Over the past week or so there have been on-again / off-again conversations about the Supreme Court nomination hearings and the so-many issues that have bubbled out of them. Clearly, most of these conversations have taken place with the older students and, in all likelihood, will continue in the coming weeks and months as the issues are important and complex, take time to examine, and are found in many areas of our lives.

I spent a few minutes yesterday sharing the school’s new sexual misconduct/harassment policies with the high school students. I wanted to make sure the students know where to find the policies on LREI Connect, to speak a little about the fact that the policies are largely student written, and to talk about the procedures outlined in the policies. It is always a pleasure to be with our high school students. They were attentive and, while there were only a few, their questions were quite thoughtful. As our conversation ended, I noted that the hard work will come next, working with the teachers and others to create a “culture of consent” and to investigate what this means and how we can foster such a thing. Hard work but certainly a task of which our students, all students for that matter, are capable. My time with the students reminded me of something I had read in Wednesday morning’s New York Times, in a letter to the editor written by noted sexuality and health educator Deborah M. Roffman. She wrote:

The “boys will be boys” stereotype certainly gives license for boys to disrespect, devalue and mistreat girls, but deeper analysis of it also reveals the fundamentally demeaning ways in which we think about boys.

I often ask adults and students what words come to mind when they hear this phrase. The characteristics they list are overwhelmingly negative. (Curiously, they often also mention “in charge” and “leaders”: No matter how “bad” boys and men might be, apparently they’re still entitled to run the show.)
 
Teaching boys to “respect girls” as an antidote to mistreating them actually misses the point. First, we must own the harm we do all boys by setting the bar for their character and behavior so low, as if they don’t have what it takes to behave well and be held accountable. Only when we begin to treat boys with the kind of respect they deserve will they develop the self-respect they need to raise the bar for themselves. And people who respect themselves are much less likely to mistreat others.  
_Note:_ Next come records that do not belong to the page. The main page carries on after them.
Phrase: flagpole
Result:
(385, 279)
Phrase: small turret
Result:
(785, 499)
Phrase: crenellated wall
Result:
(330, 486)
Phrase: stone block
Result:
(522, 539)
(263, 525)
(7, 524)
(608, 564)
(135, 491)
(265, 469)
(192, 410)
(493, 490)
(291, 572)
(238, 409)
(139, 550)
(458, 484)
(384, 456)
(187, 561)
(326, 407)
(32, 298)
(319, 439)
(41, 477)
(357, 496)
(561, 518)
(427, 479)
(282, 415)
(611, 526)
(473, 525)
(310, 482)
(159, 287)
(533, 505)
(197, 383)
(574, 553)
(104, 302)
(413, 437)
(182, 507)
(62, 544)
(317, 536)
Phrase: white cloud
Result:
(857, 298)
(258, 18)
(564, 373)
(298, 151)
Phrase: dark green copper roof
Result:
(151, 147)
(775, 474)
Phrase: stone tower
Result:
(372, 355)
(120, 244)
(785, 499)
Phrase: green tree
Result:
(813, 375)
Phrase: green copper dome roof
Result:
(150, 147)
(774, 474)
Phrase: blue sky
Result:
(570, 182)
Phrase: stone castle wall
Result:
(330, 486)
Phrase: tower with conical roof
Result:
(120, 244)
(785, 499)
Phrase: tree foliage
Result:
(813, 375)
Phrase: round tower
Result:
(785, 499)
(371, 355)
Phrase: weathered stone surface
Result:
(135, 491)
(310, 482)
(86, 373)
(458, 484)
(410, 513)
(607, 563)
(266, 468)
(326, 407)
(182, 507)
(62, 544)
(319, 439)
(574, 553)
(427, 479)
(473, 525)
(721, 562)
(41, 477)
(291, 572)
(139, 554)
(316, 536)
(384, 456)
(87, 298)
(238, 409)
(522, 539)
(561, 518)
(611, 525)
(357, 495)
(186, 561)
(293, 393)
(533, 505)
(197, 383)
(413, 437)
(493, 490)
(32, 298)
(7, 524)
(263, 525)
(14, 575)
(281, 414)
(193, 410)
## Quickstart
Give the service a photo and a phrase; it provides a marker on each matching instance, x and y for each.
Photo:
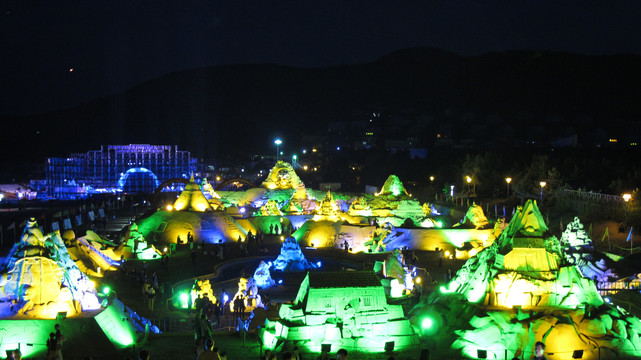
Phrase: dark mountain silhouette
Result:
(240, 108)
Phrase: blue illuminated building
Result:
(136, 168)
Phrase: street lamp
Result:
(626, 198)
(508, 180)
(277, 142)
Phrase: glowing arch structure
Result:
(123, 178)
(156, 195)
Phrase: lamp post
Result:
(277, 142)
(626, 198)
(508, 180)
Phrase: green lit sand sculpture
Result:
(345, 309)
(521, 290)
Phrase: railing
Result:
(595, 197)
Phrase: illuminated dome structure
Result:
(521, 290)
(192, 198)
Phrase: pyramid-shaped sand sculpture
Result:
(328, 209)
(281, 176)
(291, 257)
(39, 279)
(393, 186)
(192, 198)
(475, 218)
(345, 309)
(521, 290)
(41, 286)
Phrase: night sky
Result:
(112, 46)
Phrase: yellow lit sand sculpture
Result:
(521, 290)
(191, 214)
(282, 176)
(192, 198)
(39, 279)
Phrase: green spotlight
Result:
(184, 300)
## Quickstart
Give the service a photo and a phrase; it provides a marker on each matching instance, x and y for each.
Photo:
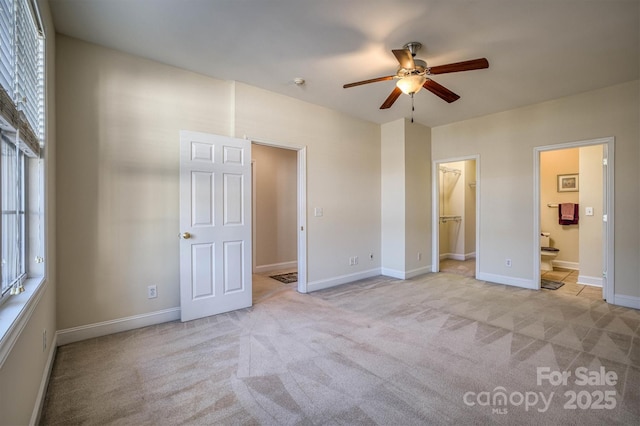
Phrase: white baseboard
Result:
(275, 267)
(593, 281)
(458, 256)
(402, 275)
(503, 279)
(343, 279)
(626, 301)
(393, 273)
(83, 332)
(42, 391)
(574, 266)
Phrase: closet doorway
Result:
(456, 216)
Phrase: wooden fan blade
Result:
(405, 59)
(473, 64)
(373, 80)
(440, 91)
(391, 99)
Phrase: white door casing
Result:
(215, 224)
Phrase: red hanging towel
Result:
(562, 210)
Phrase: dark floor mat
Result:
(286, 278)
(551, 285)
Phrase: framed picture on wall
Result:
(568, 183)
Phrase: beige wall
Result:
(590, 233)
(563, 237)
(119, 118)
(343, 178)
(275, 219)
(25, 367)
(470, 208)
(418, 203)
(393, 196)
(406, 198)
(505, 143)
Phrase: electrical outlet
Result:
(152, 292)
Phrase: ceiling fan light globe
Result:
(411, 84)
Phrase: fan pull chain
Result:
(413, 108)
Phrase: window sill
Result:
(16, 312)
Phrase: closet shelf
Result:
(448, 218)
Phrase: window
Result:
(12, 189)
(21, 139)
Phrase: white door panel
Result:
(215, 208)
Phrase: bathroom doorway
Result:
(578, 174)
(455, 216)
(278, 218)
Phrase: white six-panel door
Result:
(215, 224)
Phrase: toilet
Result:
(547, 253)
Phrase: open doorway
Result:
(455, 239)
(574, 212)
(276, 220)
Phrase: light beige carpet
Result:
(437, 349)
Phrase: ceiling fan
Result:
(413, 74)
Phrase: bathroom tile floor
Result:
(571, 287)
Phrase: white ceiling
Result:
(538, 50)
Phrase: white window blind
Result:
(21, 133)
(7, 37)
(28, 81)
(22, 71)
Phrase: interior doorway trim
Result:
(302, 206)
(608, 207)
(435, 215)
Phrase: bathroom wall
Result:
(563, 237)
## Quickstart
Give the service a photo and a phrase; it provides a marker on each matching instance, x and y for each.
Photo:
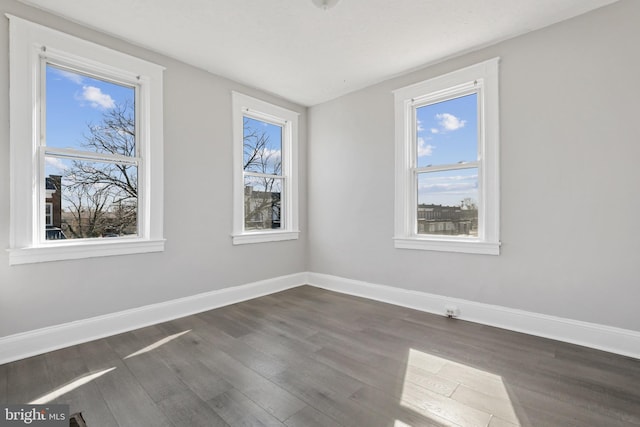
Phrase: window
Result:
(447, 160)
(265, 177)
(48, 214)
(86, 148)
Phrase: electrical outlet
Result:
(451, 310)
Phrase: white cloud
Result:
(450, 122)
(97, 99)
(424, 149)
(449, 184)
(75, 78)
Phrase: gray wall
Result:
(199, 256)
(570, 108)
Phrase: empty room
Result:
(330, 213)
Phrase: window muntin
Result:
(447, 162)
(265, 171)
(263, 179)
(89, 140)
(446, 166)
(48, 214)
(38, 53)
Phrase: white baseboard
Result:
(615, 340)
(31, 343)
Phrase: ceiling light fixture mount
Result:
(325, 4)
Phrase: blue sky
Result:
(447, 134)
(73, 102)
(273, 149)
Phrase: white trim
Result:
(30, 44)
(245, 105)
(481, 78)
(615, 340)
(265, 236)
(59, 250)
(448, 245)
(31, 343)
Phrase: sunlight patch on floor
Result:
(69, 387)
(158, 344)
(441, 389)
So what is a school community to do?  We must continue to have the conversations that we already have, adding more of the same and some new ones into the mix. We have to work towards creating the aforementioned culture of consent. We have to talk about the ways it is hard to be a girl or woman – the systemic, accepted, public harassment and abuse that is so embedded in our culture, and how we can become a more supportive, righteous community. We have to talk about the ways it is hard to be a boy (and I don’t mean the ways in which being a man is hard that were mentioned after last week’s hearings, that men and boys are being held to an unfair standard, that common “boys will be boys” behaviors are to be excused).  I refer to the fact that there are stereotypes of masculinity that are quite harmful to boys and men, for example; what can we do to avoid being part of this problem. We also have to move out of the binary “girl and boy” paradigm and look at ways that sex, attraction, power, and other factors make relationships and interactions complex and challenging for all, no matter how one identifies, and how these relationships can also be thrilling and wonderful.

So much to do, so many essential conversations in which to engage. We will have these in school and we would love to hear about similar discussions you have at home. We have much to learn from each other.